Applicant’s next argument is against the teachings of Abe. Applicant recites “As to Abe, Applicant again respectfully submits that this reference discloses a different patient population than the claimed subject. The claims recite patients with metabolic syndrome who have blood triglyceride level of 150 mg/dL or more. On the other hand, Abe is a method for promoting excretion of uremic substance outside the body in patients with chronic kidney disease in stage G2 to G3b. As noted in the Declaration under 37 CFR 1.132 by co-inventor Satomi YAMASAKI filed on July 24, 2025, in Abe, the median of triglyceride level in blood prior to drug administration among the patients with chronic kidney disease in stage G2 to G3b was 129 mg/dL, and only 36% of the patients had triglyceride levels of 150 mg/dL or more. This means that 64% of patients had normal blood triglyceride levels (less than 150 mg/dL). Therefore, in Abe, there was little need to lower triglyceride levels in these patients” (See Remarks, page 9).
While the interpretation of the references is correct, the argument is not sufficient to obviate the rejection or place the claims in condition for allowance.
As stated above, Werner clearly teaches that the citrates are effective in treating metabolic syndrome and Grundy teach that metabolic syndrome constitutes an elevated level of triglycerides. Thus, one of ordinary skill in the art following Werner’s teachings and methods and administering citrate to a subject with metabolic syndrome would necessarily decrease the triglyceride levels. That is Werner provides the motivation to one of ordinary skill in the art to administer a composition comprising citrates to a subject with metabolic syndrome, whom also has a triglyceride level of 150 mg/dL or more.
That is, even if Werner did not recognize that the citrate composition can decrease triglyceride levels, it is held that "The fact that appellant has recognized another advantage which would flow naturally from following the suggestion of the prior art cannot be the basis for patentability when the differences would otherwise be obvious." Ex parte Obiaya, 227 USPQ 58, 60 (Bd. Pat. App. & Inter. 1985).
As to the disclosure of Abe, it is disclosed that a mixture of potassium citrate and sodium citrate is an effective alkalinizing agent and employed in a method for decreasing a concentration of uremic substance in blood and urine and to control blood glucose level and lipid management. That is Abe discloses a method of alkalizing body fluids (as in insta claim 4) and treating elevated levels of lipid and blood glucose (as in instant claim 1).
In response to the argument that the median triglyceride level in Abe is 129 mg/dL and that “only 36% of the patients had triglyceride levels of 150 mg/dL or more”, it is noted that there is no requirement that 100% of patients show triglyceride levels of 150 mg/dL or more for one of ordinary skill in the art to consider a treatment.

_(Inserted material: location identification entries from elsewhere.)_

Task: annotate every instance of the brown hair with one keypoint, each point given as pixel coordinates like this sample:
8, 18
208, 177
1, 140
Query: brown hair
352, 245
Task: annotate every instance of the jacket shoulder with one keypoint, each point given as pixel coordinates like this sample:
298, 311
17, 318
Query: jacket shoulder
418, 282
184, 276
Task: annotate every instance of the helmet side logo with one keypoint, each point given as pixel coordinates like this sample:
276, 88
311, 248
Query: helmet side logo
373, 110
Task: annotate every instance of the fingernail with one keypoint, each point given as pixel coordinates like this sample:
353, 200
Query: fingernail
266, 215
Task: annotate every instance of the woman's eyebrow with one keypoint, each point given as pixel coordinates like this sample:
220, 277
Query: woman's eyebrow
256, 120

Additionally, Abe is one reference in a combination of references wherein the rejection is based on the recited combined teachings and the common elements are that alkalinizing agents including citrates (and sodium bicarbonate) are effective in treating metabolic syndrome including high blood pressure, hyperglycemia and hyperlipidemia. It is disclosed in both Werner and Abe references as well as the Specification that the said conditions are related and one may lead to another and that the treatments of these conditions overlap. Thus, one of ordinary skill in the art would have been motivated to implement the disclosed combination of citrates as a lipid lowering/triglyceride lowering agent in a subject with a reasonable expectation of success. Additionally, the instant Specification also states that said combination is effective in reducing both glucose levels, acid levels and neutral fat (e.g. triglyceride) levels. That is one of ordinary skill in the art having possession of the references would have readily recognized that the same compounds can be effective in multiple metabolism functions of the body. It is also noted that claim 4 is directed to treating a patient having acidified body fluids and claim 1 is to a subject having metabolic syndrome.

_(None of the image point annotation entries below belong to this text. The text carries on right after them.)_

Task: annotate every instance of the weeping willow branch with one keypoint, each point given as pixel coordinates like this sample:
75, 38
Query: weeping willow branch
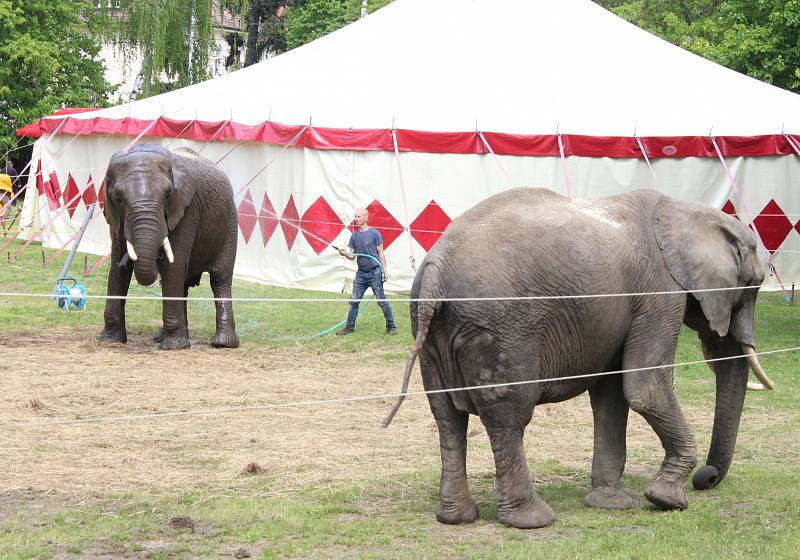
174, 38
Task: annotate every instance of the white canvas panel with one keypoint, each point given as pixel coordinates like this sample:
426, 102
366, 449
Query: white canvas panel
338, 182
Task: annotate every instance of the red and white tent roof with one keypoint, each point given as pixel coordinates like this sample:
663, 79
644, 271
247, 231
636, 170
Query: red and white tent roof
439, 70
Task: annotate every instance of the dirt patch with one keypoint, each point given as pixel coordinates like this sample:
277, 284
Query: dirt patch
65, 375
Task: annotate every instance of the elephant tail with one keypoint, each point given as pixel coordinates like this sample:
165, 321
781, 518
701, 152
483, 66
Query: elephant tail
426, 310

Applicant noted that a response to Yamasaki Declaration file don July 24, 2025 was missing in the Office action and the Response filed on 11/21/25. The response is now recited above.
Applicant points to the Declaration of Masuzaki, and argue that “the Examiner seems to consider that the purpose of the Declaration by Dr. Masuzaki was to demonstrate that Kanda demonstrates a benefit from administering citrate. However, the opposite is true. In fact, the Declaration demonstrates that, in view of Kanda, reduction of triglycerides in response to administering citrate would not have been expected.” (See Remarks, page 10).
The above argument is not persuasive either. Firstly, since the data in Kanda reference is not reliable, According to Dr. Masuzaki’s recent Declaration, Kanda reference and its data cannot be considered. Additionally, Dr. Masuzaki states in the Declaration, that when he saw the data (In Kanda’s test), they did not appear to be correct. He states “Then, I had a question because the triglyceride levels measured in Kanda et al. were low (actual data: control group had 6.6 ± 5.1 mg/dl, while Ulalyt®-treated group had 6.0 ± 2.9 mg/dl: mean ± standard deviation). I wondered why this may be, and therefore, we decided to repeat the test under the same conditions as those disclosed in Kanda et al” (See Declaration, page 5, 1st para).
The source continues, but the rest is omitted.